Put the below in ExportCert.ps1

$certpass = ConvertTo-SecureString "MyDesiredPassword" -AsPlainText -Force
Get-ChildItem -Path 'Cert:\localmachine\WebHosting' | Where-Object { $_.hasPrivateKey } | Where-Object {$_.Subject -like "**"} | Export-PfxCertificate -FilePath c:\path\ -Password $certpass

then follow the rest of the instructions

Joe Vivona (7/9/2020 at 9:57 AM)
I've done this but how do we check if there is success?
Steve Guluk (10/22/2020 at 5:16 PM)
Go here to check.
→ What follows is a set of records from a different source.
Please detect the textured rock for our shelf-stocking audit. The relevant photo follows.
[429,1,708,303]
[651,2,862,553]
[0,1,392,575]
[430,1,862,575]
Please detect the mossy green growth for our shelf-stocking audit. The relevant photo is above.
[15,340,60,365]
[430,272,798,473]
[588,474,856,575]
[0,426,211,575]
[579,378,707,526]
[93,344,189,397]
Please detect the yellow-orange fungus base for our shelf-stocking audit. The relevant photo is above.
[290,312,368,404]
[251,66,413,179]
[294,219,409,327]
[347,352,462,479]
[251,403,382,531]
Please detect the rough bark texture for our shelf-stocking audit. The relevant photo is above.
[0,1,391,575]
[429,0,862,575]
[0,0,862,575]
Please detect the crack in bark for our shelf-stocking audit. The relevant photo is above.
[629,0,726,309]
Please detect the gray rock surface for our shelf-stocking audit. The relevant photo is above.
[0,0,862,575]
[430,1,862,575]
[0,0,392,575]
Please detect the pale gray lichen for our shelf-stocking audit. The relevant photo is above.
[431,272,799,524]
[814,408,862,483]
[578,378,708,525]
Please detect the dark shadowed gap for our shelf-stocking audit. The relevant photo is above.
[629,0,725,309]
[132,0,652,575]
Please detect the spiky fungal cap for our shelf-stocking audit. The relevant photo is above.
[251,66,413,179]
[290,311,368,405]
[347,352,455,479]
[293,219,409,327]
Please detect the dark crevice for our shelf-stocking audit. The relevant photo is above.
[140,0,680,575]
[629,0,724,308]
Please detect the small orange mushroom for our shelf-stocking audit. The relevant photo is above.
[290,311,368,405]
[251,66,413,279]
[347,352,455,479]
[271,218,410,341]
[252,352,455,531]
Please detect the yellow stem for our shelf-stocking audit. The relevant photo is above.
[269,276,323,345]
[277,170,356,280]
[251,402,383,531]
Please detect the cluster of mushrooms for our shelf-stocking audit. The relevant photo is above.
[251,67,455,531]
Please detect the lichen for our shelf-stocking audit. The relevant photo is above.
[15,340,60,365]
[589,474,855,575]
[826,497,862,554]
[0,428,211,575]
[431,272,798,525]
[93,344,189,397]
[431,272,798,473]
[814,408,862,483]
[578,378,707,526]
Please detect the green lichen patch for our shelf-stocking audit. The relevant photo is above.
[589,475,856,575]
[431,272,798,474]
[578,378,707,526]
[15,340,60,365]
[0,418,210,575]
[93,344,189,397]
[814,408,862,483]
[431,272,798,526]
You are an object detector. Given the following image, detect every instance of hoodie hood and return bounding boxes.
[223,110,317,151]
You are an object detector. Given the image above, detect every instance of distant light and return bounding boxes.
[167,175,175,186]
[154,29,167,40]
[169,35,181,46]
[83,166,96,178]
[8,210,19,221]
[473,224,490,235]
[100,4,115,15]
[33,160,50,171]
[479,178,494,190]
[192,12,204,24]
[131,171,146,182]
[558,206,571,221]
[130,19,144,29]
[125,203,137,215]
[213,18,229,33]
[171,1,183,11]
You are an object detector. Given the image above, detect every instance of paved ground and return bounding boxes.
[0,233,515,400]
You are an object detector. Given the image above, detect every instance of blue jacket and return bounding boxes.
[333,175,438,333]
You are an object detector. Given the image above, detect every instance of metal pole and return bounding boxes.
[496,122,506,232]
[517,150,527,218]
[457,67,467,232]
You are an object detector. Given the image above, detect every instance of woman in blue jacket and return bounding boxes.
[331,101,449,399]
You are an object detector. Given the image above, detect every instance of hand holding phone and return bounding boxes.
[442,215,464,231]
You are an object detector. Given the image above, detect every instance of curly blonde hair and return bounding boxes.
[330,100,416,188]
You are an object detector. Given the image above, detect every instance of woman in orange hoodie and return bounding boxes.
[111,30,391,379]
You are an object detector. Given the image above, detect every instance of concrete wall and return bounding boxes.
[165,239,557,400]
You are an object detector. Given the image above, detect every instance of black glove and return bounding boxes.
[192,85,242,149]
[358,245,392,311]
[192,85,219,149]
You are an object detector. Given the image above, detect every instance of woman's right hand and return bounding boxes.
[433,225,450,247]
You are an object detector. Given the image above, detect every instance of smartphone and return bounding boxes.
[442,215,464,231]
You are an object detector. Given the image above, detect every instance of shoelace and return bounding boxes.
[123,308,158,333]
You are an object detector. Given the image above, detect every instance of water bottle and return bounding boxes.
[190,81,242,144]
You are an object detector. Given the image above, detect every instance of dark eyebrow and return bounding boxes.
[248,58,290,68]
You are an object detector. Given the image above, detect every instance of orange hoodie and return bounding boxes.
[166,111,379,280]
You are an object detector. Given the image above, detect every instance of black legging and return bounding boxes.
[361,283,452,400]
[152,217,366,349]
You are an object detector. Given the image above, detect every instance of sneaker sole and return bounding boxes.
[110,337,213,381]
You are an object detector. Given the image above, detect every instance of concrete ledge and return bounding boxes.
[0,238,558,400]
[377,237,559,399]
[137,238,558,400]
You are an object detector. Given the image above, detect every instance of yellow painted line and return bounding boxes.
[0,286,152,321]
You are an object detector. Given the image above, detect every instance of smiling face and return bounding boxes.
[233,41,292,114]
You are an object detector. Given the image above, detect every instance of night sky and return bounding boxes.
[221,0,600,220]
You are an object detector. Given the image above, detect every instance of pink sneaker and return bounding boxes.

All should say OK
Timothy Barton (11/17/2020 at 9:58 PM)
Basically, I am generating the .pfx file based on the lastest install cert for SmarterMail in IIS. I believe there is still one more step to bind the .pfx into SmarterMail?
Steve Guluk (10/23/2020 at 11:40 AM)
We use a wildcard letsencrypt cert, so we have certify the web installed and it installs and updates the web on server1. we then have a powershell script that lets encrypt can execute once it has renewed the cert on the first machine, we then call the powershell script which copies the file to our other servers and remotely installs the cert on the other servers. nice and clean
Keith Dovale (12/10/2020 at 10:12 AM)
Don't know if this wasn't an option before but Certify can handle exporting the cert to a password protected PFX file. You need to set a password under Stored Credentials. Then set this password in the certificate settings under Advanced >> Security. Finally create an Export Certificate task to have Certify create a PFX. I just set this up and it works flawlessly with no need for a PS script or scheduled task.